Pennathur started her own business, Sudha Pennathur LP, in 1985. Pennathur was formerly employed by Levi Strauss and Carter Hawley Hale Stores. She also has worked at Carson Pirie and Scott & The Bon Marche.

==Achievements==

Worked with Indian Government to reduce red tape involved in exportation from India.

==Awards==
- 2014 – Girls Inc. – Strong, Smart & Bold Leader of Distinction
- 2013 – Bread & Roses Labor of Love Award (In recognition of 12 years of extraordinary generosity and devotion to the Bread & Roses mission of Hope & Healing Through Live Music)
- 2011 - 100 Black Men of the Bay Area, Inc. - WPO Women of Color Honoree
- 2 October 1992 – Pennathur was presented the Entrepreneur Award from the Asian Pacific Women's Network at their 11th Anniversary Woman Warriors Awards Dinner, Which was recognized by a Certificate of Commendation by the City of Los Angeles

==Non-Profit Boards==

- Berkeley Rep - Member, Board of Trustees (2016–Present)
- Goodwill San Francisco/San Mateo/Marin - Board of Directors (2020–2024)
- Aquarium of the Bay - Advisor/Ambassador (2018)
- Board Member & supporter (2009–2013) of Angel Island Conservancy whose focus is to facilitate the preservation, restoration and interpretation of historical and natural resources on Angel Island.
- Sudha is a long time supporter and former Board President of The Redwoods in Mill Valley.
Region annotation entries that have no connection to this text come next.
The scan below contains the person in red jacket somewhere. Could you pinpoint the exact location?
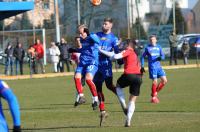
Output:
[33,39,45,74]
[99,39,142,127]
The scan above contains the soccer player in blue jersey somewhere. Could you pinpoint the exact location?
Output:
[141,35,167,103]
[0,80,21,132]
[94,18,119,118]
[74,25,100,110]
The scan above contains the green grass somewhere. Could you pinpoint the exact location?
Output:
[3,68,200,132]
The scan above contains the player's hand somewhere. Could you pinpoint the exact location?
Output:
[156,56,161,61]
[117,59,124,65]
[13,126,22,132]
[140,67,145,74]
[68,48,77,53]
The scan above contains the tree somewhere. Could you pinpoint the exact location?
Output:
[167,3,187,34]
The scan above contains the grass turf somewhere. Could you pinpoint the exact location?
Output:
[3,68,200,132]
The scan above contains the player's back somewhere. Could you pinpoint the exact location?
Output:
[96,32,119,63]
[80,36,99,65]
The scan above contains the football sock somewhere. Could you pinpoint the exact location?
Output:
[86,80,97,97]
[74,78,83,95]
[151,83,157,97]
[99,102,105,111]
[127,101,135,122]
[98,92,105,102]
[92,96,98,103]
[156,82,165,92]
[116,87,126,109]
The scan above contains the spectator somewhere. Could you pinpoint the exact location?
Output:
[169,32,178,65]
[59,38,70,72]
[49,42,60,73]
[5,43,14,75]
[13,43,25,75]
[181,40,190,65]
[33,39,45,73]
[28,45,36,74]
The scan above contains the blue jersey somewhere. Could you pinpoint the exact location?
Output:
[96,32,119,67]
[79,34,100,65]
[0,80,21,132]
[141,44,165,70]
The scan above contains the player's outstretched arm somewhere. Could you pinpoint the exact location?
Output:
[1,82,21,132]
[99,49,123,60]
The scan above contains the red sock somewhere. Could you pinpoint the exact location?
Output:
[156,82,165,92]
[97,92,105,102]
[151,83,157,97]
[74,78,83,94]
[99,102,105,111]
[86,80,97,97]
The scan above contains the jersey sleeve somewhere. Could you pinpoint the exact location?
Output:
[159,46,165,60]
[112,37,119,54]
[140,48,148,67]
[122,50,131,58]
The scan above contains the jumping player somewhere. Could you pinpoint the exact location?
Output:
[94,18,119,118]
[100,39,142,127]
[71,25,100,110]
[141,35,167,103]
[0,80,21,132]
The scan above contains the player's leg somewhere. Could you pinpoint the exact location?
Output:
[149,69,159,103]
[0,80,21,130]
[156,68,167,92]
[125,74,142,127]
[85,65,98,110]
[74,65,86,104]
[103,66,116,94]
[116,74,129,115]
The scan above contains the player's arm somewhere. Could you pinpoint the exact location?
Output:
[99,49,123,60]
[90,33,101,44]
[112,37,120,54]
[156,47,165,61]
[140,48,148,67]
[0,81,21,132]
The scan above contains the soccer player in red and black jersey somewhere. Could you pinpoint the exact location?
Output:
[100,39,142,127]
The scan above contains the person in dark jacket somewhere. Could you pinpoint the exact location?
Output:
[13,43,25,75]
[5,43,14,75]
[58,38,70,72]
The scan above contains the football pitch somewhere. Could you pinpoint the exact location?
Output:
[3,68,200,132]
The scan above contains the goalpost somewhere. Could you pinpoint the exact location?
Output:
[0,28,47,65]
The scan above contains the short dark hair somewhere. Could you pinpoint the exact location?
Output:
[149,34,157,38]
[103,17,113,23]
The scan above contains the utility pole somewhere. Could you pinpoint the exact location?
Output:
[126,0,130,38]
[54,0,60,42]
[173,0,176,33]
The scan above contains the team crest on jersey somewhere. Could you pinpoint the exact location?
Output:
[101,37,107,40]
The Redwoods is a non-profit active home for seniors in Mill Valley, CA.
- Pennathur has served on the board of Bread and Roses for 6 years, two of those as co-chair. (Bread & Roses is dedicated to uplifting the human spirit by providing free, live, quality shows to people who live in institutions or are otherwise isolated from society.)
- Donor to the Sarvodaya International Trust The Sarvodaya International Trust aims identify and support those Gandhian institutions and voluntary organizations which are of importance in the context of the objects and doing' laudable and commendable work in the moral, non-violence, peace, communal and racial harmony fields and in the Social, Cultural and Environmental spheres, on Gandhian lines.

== Philanthropic Work ==
SUDHA'S TREASURES ANNUAL BENEFIT SALE

Since 2004, Sudha has opened a once-a-year holiday store (Sudha's Treasures) that benefits local charities. 100% of the profits are donated to various charities that she supports. Over the past 20 years Sudha has donated over $1,200,000 to the Bay Area non-profits to benefit our local communities. Past beneficiaries include:

2024

- Berkeley Rep
- Marin Symphony
- Vivalon

2023

- Marin Symphony

2022

- Goodwill SF Bay Area
- Aquarium of the Bay

2021
- meemli

2020
- Goodwill San Francisco, San Mateo, Marin
- Parks California

2019:

- Whistlestop
- Marin Villages
- Marin Symphony

2018:

- Berkeley Rep
- Whistlestop
- North Bay Children's Center
- Marin Villages

2017:
- Equal Rights Advocates
- Whistlestop
- North Bay Children's Center

Previous Years
- Bread & Roses
- The Redwoods
- Angel Island Conservancy
- Gateway Public Schools
- The Friendship Club

She is a founding member of the Kilpennathur School building in Pennathur, India.